The next day, I sat down on my back porch with my ukulele and strummed out the beginning chords. And the words and melody just flowed out. I recorded it in an app on my phone. And then I forgot about it!
Fast forward to 2020, when I started discussing making a new album with Mary Bragg. I had a list of ten songs that I wanted to record and sent them to her. She then asked if I would go through and scour all the things I'd ever written, whether complete or partial. That's when I stumbled back upon my scratch recording of "Farewell." I sent it, along with many other little audio clips, to Mary. She recommended we include it on the new record.
Recording "Farewell" in the studio brought the little song back to life. It was a collaborative effort with Ben Garnett on guitars, Lex Price on bass, Bryan Owings on drums, and Mary at the board. I loved that we kept its slow lilt. It feels like walking home from a friend's house at twilight. Its hymn-like structure remained intact, but now with the subtle stylings of the electric guitar and steady shuffle of the drums, new breath filled the song space. However, this was only the beginning of this song's journey.
Months after recording the record in Nashville, a friend of mine lost his father. His dad, Mr. Camper, had been one of my biggest fans. He was a member of our church and every Sunday would tearfully thank me for sharing my voice. He was one of the sweetest men. My friend was telling me about going through his father's belongings and finding a copy of my first EP on his kitchen table. I was humbled that Mr. Camper liked my music so much. It was then that he asked me to sing at the Celebration of Life service. There were a few worship songs that were very meaningful to Mr. Camper, and so I quickly agreed to sing those. But when his son asked if there was an original song of mine that I could sing, I was a little lost. Most of my songs are not appropriate for a funeral. Yet, he insisted that his dad loved my original music and that it would be meaningful to do at least one. "Farewell" came to mind.
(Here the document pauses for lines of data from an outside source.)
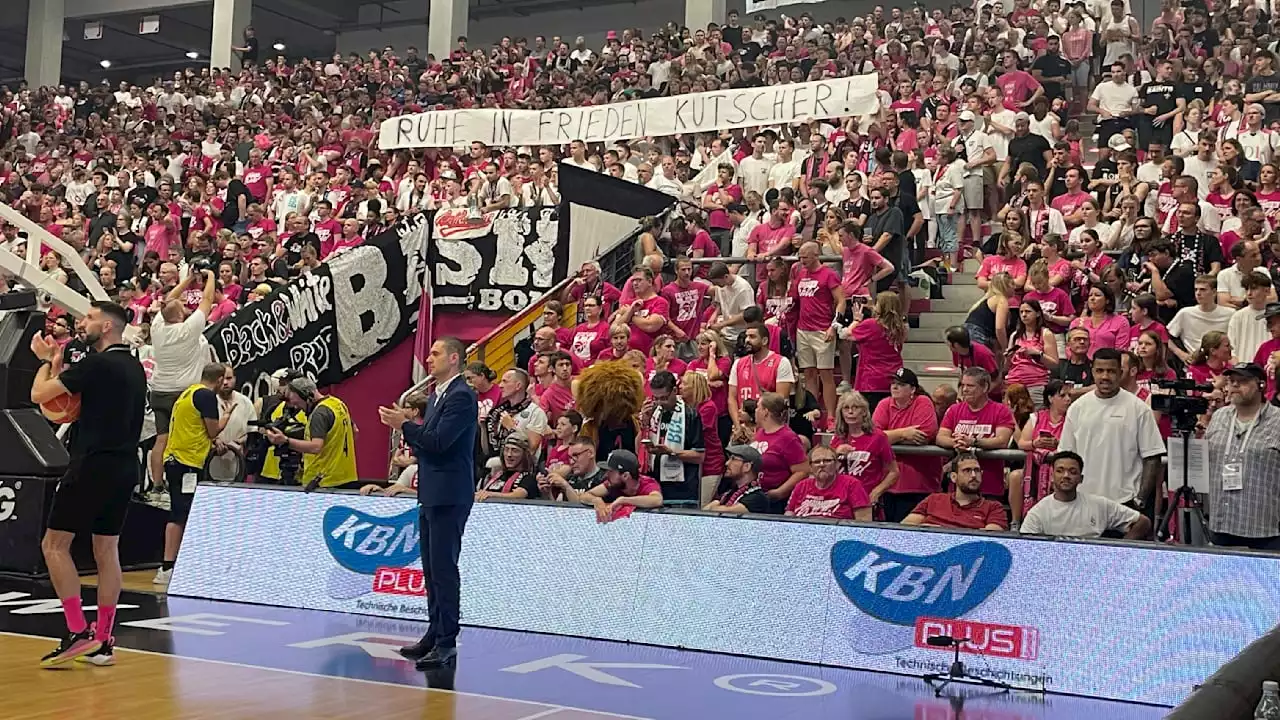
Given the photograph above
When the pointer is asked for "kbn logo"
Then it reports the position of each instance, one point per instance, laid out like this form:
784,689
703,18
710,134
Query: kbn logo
8,497
900,588
362,542
1016,642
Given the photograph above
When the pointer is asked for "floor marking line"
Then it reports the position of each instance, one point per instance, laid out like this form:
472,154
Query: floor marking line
552,707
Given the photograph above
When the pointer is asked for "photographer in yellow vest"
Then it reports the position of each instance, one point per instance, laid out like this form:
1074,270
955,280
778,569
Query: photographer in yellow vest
192,431
330,440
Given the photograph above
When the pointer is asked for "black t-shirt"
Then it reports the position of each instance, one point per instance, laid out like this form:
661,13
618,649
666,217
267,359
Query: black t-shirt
1052,69
296,242
1078,376
113,390
1028,149
231,212
1162,95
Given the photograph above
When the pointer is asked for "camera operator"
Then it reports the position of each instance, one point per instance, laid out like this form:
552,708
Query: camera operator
179,351
330,437
1244,464
193,429
265,461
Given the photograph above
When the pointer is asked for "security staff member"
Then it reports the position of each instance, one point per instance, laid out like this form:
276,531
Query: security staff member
330,437
192,431
273,409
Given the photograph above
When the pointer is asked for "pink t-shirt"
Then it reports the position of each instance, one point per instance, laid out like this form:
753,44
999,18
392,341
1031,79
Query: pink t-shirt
1056,301
778,451
686,305
917,473
868,460
656,305
814,297
837,501
858,265
1114,332
963,420
878,358
586,341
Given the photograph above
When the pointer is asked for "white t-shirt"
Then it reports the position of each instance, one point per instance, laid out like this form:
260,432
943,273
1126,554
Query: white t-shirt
1114,98
1191,324
1247,331
1086,516
1115,434
179,351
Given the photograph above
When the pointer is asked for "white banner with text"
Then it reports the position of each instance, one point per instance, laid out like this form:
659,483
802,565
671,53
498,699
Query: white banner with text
698,112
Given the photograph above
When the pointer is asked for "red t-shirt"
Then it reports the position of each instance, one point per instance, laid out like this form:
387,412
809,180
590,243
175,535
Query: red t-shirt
942,510
868,460
963,420
778,451
878,358
837,501
814,297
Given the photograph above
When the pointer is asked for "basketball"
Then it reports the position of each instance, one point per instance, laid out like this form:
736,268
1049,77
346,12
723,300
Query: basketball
62,409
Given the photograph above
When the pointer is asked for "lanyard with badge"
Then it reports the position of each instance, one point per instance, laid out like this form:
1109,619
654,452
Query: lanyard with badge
1233,464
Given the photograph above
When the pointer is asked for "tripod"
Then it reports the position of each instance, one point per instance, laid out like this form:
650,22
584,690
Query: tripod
1184,502
958,673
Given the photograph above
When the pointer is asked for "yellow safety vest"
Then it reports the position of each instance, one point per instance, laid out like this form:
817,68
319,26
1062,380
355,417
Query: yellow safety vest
272,461
188,440
336,464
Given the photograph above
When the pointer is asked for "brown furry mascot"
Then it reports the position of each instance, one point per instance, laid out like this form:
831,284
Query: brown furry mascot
609,396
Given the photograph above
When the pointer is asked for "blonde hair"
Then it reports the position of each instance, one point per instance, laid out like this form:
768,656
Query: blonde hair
695,388
853,399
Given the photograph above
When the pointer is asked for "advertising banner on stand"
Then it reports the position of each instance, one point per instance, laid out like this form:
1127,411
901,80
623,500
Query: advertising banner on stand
1063,616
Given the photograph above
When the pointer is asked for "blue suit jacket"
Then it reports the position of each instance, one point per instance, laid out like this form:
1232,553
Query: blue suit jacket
444,446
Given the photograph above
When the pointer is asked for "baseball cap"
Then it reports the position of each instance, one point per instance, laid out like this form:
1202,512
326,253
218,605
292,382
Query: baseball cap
744,452
1118,142
1248,369
906,377
622,461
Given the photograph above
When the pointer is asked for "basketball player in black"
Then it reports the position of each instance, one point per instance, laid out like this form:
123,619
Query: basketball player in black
94,495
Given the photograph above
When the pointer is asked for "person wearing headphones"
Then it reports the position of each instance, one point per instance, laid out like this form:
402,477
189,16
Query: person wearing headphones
273,409
330,437
192,431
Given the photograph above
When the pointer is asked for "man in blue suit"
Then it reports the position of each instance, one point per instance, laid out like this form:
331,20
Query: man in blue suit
444,446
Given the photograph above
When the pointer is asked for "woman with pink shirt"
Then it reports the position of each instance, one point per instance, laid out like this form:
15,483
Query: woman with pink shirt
782,458
1032,350
714,363
880,341
1106,328
864,452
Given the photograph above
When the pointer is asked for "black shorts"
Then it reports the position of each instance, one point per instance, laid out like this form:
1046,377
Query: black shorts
94,495
179,502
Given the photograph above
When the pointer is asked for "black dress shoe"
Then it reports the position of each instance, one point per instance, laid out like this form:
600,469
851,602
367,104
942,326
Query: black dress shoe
437,657
417,650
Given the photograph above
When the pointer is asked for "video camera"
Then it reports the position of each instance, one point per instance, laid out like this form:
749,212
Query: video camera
1184,409
256,446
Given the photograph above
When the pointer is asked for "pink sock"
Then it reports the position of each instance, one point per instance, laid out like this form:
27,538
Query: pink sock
105,620
74,614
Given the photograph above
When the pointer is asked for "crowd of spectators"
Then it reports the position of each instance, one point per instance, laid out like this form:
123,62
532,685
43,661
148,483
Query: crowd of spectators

As I practiced the song again on my back porch, now with this man in mind, all the lyrics took on a new and more profound meaning. Saying goodbye to an audience at the end of a concert is one thing, but saying goodbye to a sweet man from this earth is another. Now I wasn't just singing about the end of a day, but about the end of a life. I wasn't singing of a hopeful reunion when the morning rises, but a hopeful reunion in a place beyond our earthly home. The lines: "I don't know how to end / To follow the sun, behind earth bend again," became almost unbearable to sing. The song became incredibly impactful for me, and I couldn't imagine it still being buried deep in my phone app.
We closed the service with "Farewell." It was a simple, and meek, rendition with just me and my uke, the way it was first written on my back porch. I will never sing this song the same way. It will forever remind me of Mr. Camper, of my own temporal life, and the living, breathing nature of a song.